About Me

Ithaca, New York
MWF, now officially 42, loves long walks on the beach and laughing with friends ... oh, wait. By day, I'm a mid-level university administrator reluctant to be more specific on a public forum. Nights and weekends, though, I'm a homebody with strong nerdist leanings. I'm never happier than when I'm chatting around the fire, playing board games, cooking up some pasta, and/or road-tripping with my family and friends. I studied psychology and then labor economics in school, and I work in higher education. From time to time I get smug, obsessive, or just plain boring about some combination of these topics, especially when inequality, parenting, or consumer culture are involved. You have been warned.

Tuesday, August 23, 2011

#59: The Pact

The Pact: A Love Story, by Jodi Picoult (New York: HarperCollins, 1998)

Summary:
"From Jodi Picoult, one of the most powerful writers in contemporary fiction, comes a riveting, timely, heartbreaking, and terrifying novel of families in anguish -- and friendships ripped apart by inconceivable violence. Until the phone calls came at 3:00 A.M. on a November morning, the Golds and their neighbors, the Hartes, had been inseparable. It was no surprise to anyone when their teenage children, Chris and Emily, began showing signs that their relationship was moving beyond that of lifelong friends. But now seventeen-year-old Emily has been shot to death by her beloved and devoted Chris as part of an apparent suicide pact -- leaving two devastated families stranded in the dark and dense predawn, desperate for answers about an unthinkable act and the children they never really knew."


Opening Line:
"There was nothing left to say."

My Take:
Powerful? Heartbreaking? Devastating? More than a little hyperbolic, but I knew what I was getting into. I bought the book in a "buy 2, get 1 free" sale at one of the local book chains (back when we had more than one) a while back, and kept it in the bull pen till I needed it.

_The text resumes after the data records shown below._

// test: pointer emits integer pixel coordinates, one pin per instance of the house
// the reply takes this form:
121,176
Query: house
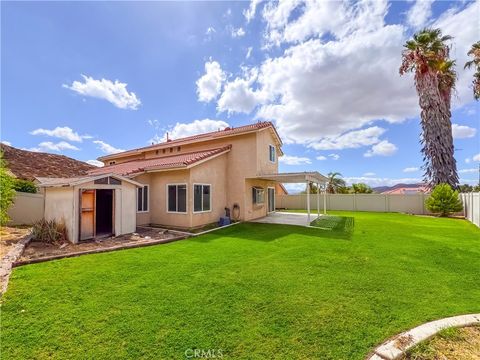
182,183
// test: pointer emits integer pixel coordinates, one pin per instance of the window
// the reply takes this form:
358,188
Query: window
271,153
177,198
258,195
201,198
142,199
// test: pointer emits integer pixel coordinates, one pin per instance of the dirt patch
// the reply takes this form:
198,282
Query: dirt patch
453,343
143,235
9,236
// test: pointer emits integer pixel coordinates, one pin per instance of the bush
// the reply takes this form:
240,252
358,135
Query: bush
24,186
49,232
443,200
7,193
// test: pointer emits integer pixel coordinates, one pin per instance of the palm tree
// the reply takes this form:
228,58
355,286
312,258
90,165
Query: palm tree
335,182
475,52
427,56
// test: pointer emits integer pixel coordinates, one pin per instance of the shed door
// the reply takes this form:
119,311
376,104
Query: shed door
87,214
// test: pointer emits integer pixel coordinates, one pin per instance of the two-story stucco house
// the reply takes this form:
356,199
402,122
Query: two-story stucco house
181,183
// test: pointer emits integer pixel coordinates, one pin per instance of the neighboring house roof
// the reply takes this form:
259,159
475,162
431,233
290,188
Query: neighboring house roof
65,182
229,131
28,165
174,162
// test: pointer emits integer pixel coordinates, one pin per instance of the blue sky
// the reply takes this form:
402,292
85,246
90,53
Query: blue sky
89,78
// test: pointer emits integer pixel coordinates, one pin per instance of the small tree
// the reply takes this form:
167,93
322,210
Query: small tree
444,200
7,193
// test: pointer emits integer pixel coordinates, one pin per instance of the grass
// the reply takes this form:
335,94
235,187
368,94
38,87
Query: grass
254,291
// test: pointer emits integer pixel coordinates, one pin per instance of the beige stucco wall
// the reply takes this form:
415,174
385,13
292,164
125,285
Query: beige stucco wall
26,209
60,206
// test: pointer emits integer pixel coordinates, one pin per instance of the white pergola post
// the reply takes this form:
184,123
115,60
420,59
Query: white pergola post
325,200
308,202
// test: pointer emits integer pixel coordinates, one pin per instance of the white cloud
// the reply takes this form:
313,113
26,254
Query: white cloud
252,8
419,13
107,148
114,92
64,132
238,96
50,146
379,181
383,148
338,70
350,140
95,163
238,32
249,53
294,160
181,130
463,131
210,84
468,171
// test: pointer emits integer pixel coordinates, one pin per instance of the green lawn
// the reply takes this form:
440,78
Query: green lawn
255,291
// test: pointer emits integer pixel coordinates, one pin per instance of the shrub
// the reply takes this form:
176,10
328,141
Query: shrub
49,231
24,186
7,193
443,200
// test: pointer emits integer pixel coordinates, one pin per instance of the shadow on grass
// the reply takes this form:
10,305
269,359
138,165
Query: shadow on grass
272,232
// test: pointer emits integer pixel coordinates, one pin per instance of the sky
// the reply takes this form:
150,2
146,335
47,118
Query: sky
85,79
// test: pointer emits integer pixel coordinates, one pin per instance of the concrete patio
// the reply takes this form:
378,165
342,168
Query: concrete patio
286,218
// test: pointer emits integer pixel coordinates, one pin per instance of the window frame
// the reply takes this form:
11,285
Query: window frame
167,198
270,146
254,200
148,199
193,192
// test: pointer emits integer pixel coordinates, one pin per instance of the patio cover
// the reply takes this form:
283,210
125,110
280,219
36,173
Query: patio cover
307,177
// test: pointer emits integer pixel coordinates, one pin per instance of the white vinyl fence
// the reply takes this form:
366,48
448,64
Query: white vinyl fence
411,203
27,209
471,207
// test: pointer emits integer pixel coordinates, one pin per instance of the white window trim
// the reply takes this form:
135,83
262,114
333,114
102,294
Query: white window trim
148,200
186,199
274,200
193,199
274,153
262,189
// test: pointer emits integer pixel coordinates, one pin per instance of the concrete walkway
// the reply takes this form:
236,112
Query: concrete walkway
286,218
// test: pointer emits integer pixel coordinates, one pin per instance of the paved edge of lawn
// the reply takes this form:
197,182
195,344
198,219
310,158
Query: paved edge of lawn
397,346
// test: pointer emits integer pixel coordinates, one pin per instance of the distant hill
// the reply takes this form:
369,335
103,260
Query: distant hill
29,165
382,189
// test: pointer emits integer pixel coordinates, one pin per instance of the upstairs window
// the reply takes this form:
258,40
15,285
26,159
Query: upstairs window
142,199
271,153
201,197
177,198
258,195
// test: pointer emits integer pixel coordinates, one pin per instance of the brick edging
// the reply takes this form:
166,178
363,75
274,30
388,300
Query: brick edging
97,251
397,346
8,261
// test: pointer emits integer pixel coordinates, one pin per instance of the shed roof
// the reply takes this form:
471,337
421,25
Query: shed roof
73,181
174,162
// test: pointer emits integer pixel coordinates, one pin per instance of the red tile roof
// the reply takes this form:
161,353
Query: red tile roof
229,131
160,163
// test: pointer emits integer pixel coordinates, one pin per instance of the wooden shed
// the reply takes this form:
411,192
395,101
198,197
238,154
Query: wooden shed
92,206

That time came a few weeks ago, before our long vacation -- I won't go into the gory details but it was a rough week emotionally, and I just plain needed some reasonably-absorbing escapist fiction. (Plus, maybe it's just me, but when I'm feeling like my own life's a mess, some melodramatic fiction is often just what the doctor ordered -- even at my worst, I can look at plot lines like this and reassure myself that at least I don't have it that bad.)

So The Pact fit the bill. It's obviously one of Picoult's earlier books, which is a mixed bag. On the minus side, it lacks some of the gentle ethical-dilemma-probing I've come to expect from House Rules, Handle With Care, and Vanishing Acts. However, a strong plus in my book is that she hadn't yet stumbled on her now-predictable twist ending formula (which some article I read a while back called "just kill a kid and get it over with") -- which, frankly, gets a bit tiresome after the 3rd or 4th book.

Not high literature, definitely a WYSIWYG book -- whether you think you'll enjoy it or not, you're probably right. Speaking only for myself, I'm in the "enjoy it, but in pretty small doses" camp.